# Dose any one shoot a pse baby g force dual cams



## bigjpw (Jul 21, 2010)

I bought a pse baby g force bow it is a older bow dont no what year i havent shot a bow in years got it sited in ok are these bows any good or should i try to sell it and find something else


----------



## Mr7mag (Jul 21, 2010)

*Baby G-Force*

I have a Baby G-Force that is 11 years old. Ancient compared to the bows made today.
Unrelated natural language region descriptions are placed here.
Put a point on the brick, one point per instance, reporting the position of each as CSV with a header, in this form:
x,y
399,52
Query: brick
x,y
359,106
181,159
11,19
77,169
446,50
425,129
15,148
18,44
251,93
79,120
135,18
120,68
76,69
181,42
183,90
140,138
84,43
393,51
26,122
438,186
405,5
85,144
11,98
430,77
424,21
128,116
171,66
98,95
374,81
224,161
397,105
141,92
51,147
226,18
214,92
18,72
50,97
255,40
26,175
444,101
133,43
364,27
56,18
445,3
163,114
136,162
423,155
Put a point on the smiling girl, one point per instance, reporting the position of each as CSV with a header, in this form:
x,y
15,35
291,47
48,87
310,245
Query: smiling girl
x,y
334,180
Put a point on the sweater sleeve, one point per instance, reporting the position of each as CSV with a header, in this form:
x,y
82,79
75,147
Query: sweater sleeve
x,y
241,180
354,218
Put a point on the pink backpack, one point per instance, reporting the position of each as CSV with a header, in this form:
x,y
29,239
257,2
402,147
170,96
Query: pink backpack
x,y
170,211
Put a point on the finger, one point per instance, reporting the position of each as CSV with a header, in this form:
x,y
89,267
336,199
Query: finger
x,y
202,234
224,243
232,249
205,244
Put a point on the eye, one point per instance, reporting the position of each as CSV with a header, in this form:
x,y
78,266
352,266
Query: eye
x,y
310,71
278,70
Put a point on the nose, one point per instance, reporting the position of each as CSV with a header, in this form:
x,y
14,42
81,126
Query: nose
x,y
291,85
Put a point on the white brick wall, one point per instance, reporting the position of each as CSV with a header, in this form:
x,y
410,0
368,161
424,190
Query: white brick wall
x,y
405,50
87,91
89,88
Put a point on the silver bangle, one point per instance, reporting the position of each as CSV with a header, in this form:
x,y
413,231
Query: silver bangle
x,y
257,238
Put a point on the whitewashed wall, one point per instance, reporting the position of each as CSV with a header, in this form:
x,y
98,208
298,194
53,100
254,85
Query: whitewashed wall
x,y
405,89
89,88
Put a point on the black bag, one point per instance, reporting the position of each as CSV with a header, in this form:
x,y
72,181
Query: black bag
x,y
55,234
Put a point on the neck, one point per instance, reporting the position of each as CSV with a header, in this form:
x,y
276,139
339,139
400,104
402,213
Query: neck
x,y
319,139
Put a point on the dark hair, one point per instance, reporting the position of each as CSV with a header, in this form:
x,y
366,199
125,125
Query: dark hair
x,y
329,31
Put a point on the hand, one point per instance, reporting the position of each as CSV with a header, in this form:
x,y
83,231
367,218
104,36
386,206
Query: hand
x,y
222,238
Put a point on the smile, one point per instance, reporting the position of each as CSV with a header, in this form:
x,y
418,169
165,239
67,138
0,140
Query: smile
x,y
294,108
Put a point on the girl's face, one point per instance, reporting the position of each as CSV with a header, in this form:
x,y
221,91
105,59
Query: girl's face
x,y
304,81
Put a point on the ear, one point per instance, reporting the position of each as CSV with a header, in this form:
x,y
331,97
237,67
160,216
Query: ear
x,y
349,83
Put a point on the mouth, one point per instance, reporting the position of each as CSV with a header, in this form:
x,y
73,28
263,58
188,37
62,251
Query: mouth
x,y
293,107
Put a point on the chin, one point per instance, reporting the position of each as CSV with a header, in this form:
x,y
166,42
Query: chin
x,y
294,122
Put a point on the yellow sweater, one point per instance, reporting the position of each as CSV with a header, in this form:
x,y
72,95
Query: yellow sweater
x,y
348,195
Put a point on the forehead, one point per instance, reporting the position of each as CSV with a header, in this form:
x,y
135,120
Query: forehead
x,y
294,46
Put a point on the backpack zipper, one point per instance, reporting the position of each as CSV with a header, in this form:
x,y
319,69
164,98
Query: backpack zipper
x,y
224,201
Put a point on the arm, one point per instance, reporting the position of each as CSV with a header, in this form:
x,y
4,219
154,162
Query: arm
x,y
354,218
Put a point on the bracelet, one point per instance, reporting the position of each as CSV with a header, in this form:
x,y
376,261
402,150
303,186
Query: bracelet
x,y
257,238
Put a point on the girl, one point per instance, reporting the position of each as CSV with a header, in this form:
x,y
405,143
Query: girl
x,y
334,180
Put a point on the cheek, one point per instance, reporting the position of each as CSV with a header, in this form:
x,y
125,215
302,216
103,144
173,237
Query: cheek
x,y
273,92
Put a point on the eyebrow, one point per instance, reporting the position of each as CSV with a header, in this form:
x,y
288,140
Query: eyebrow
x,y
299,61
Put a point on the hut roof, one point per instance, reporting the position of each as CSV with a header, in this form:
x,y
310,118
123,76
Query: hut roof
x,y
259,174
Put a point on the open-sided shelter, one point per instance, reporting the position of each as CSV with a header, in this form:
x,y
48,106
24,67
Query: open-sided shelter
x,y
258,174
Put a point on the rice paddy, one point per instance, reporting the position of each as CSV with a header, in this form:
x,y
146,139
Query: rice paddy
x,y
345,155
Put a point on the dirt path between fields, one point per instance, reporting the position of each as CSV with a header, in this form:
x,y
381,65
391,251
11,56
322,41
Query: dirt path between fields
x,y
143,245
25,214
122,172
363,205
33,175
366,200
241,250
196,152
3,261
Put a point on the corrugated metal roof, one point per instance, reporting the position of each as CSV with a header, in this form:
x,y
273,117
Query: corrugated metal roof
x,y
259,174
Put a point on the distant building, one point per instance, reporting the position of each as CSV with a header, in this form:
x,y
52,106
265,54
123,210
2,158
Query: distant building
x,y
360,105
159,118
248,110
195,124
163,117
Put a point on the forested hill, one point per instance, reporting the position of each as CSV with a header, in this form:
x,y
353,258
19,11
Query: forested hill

It still shoots good and the deer never ask how old my bow is anyway. 
The new bows are just outragious $$$$, no thanks. 

Good luck either way you go, new or old.


----------



## ChristopherA.King (Jul 21, 2010)

If it shoots fine and you like it keep it and save your money for gas to go hunting!!


----------



## benellisbe (Jul 22, 2010)

The dual cam was the Maxis cam and the single was called the lightning cam.  I want to say PSE had them from the late 90s through the early to mid 2000's.

EDIT: I stand corrected.  1996 - 1998 was the Baby G years.  They had the Maxis or Lightning cams.  G-Force was early 90s - 98.  What is your ATA length?


----------



## benellisbe (Jul 22, 2010)

http://tune.pse-archery.com/

You can use this to find a ton of info from PSE.


----------